Politica/ Dare spazio al nuovo

Sul Corriere della Sera, il ministro Tremonti ha detto una cosa assai interessante. Anche in difformità da Berlusconi, sostiene che le èlites italiane creano prodotti perfetti, come delle navi in bottiglia, col risultato, però, che come queste affondano subito. Anche in una semplice vasca da bagno. Figurarsi in mare. Qui però finisce il percorso in compagnia del ministro. E non perchè ci sia antipatico, ma più semplicemente perchè la nostra strada logica diventa diversa dalla sua. Per inciso, vogliamo fare notare come sia stato uno dei pochissimi a dire che nel "partito delle libertà" va aperto il dibattito sui contenuti illustrati da Fini, dimostrando così la sua autonomia intellettuale. E mette in rilievo anche l'importanza che avrà il congresso del Partito Democratico per il futuro politico del paese. La nostra strada invece diverge dal suo pensiero, ed in modo netto, quando descrive il mondo del governo, ma più ancora della politica in generale, come il mondo del reale contrapposto al resto, qualificato come il mondo della polemica immaginifica ed antiberlusconiana.

Non è per nulla sufficiente dire che il pensiero politico italiano è fragile come una nave in bottiglia. Al riguardo, credo sia inevitabile porsi una domanda. E' l'intelligenza collettiva, in questo caso intesa come somma di tante unità dotate di altrettanta autonomia, quanta ne mostra il ministro, ad essere così debole, od è il modo della politica italiana in tutto il suo corpaccio ad essere poco fertile da rendere stentata la crescita di qualsiasi idea? E' chiaro che il secondo dei motivi è per il momento tanto forte da gettare una ombra grigia anche su quanto c'è di valido. Personalmente l'ho gia detto, lo ripeto e lo ripeterò ancora, che il potenziale intellettuale del Paese è molto più grande di quello attualmente utilizzato per la politica. In base a quanto ho potuto toccare con mano, nella realtà provinciale, ho maturato l'opinione che nelle "vicinanze" della parte politica che frequento, ci sia un numero di persone di un talento diverse volte più alto di quello di chi "pratica". E' bene precisare che non parlo in base a criteri di democrazia etica ma di efficacia di governo. Quindi di talenti che è opportuno inserire nel processo decisionale perchè capaci di migliorare il livello di governo.

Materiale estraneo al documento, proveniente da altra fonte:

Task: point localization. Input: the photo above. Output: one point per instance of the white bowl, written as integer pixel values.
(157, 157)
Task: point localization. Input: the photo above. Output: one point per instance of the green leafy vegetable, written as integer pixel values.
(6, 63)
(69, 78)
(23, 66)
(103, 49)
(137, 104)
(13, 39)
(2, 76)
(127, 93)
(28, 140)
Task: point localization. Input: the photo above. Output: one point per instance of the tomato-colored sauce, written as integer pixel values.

Credo, ancora, che quanto vale per la mia Provincia possa valere, se non per tutta la realtà del Paese, almeno per una grande parte di esso ed in qualche misura per tutto il suo territorio. Per me è chiaro che, se si va in questa direzione, accettando i giovani ed i "talentuosi" e, oltre che accettarli si allestiscono le condizioni per attirarli, la politica non può restare così come essa oggi è. Semplicemente, se resta così non vengono e se ci sono o se ne vanno o si creano le occasioni perchè se ne vadano. Vorrei dire a Tremonti che non è tanto l'insieme della cultura italiana che deve essere cambiata quanto la politica italiana che deve essere cambiata.

In quanto a tutte le polemiche che agitano il mondo della politica ed alle quali anche Tremonti dà molto rilievo, noi ci limiteremo a dire che, dato che tutti ne parlano, forse potranno esserci anche grosse conseguenze, ma a noi sembra che il contenuto complessivo sia quello proprio delle tempeste in un bicchiere di acqua. Se tangentopoli per dimensioni, profondità, conseguenze, è stato un vero dramma politico, oggi ci sembra tutt'altra storia. Vorremmo che diverse voci che si levano dal mondo della cultura politica ed anche da diversi responsabili di diverse istituzioni, fossero sempre di più seguite sulla strada della ragione, del coraggio e del cambiamento.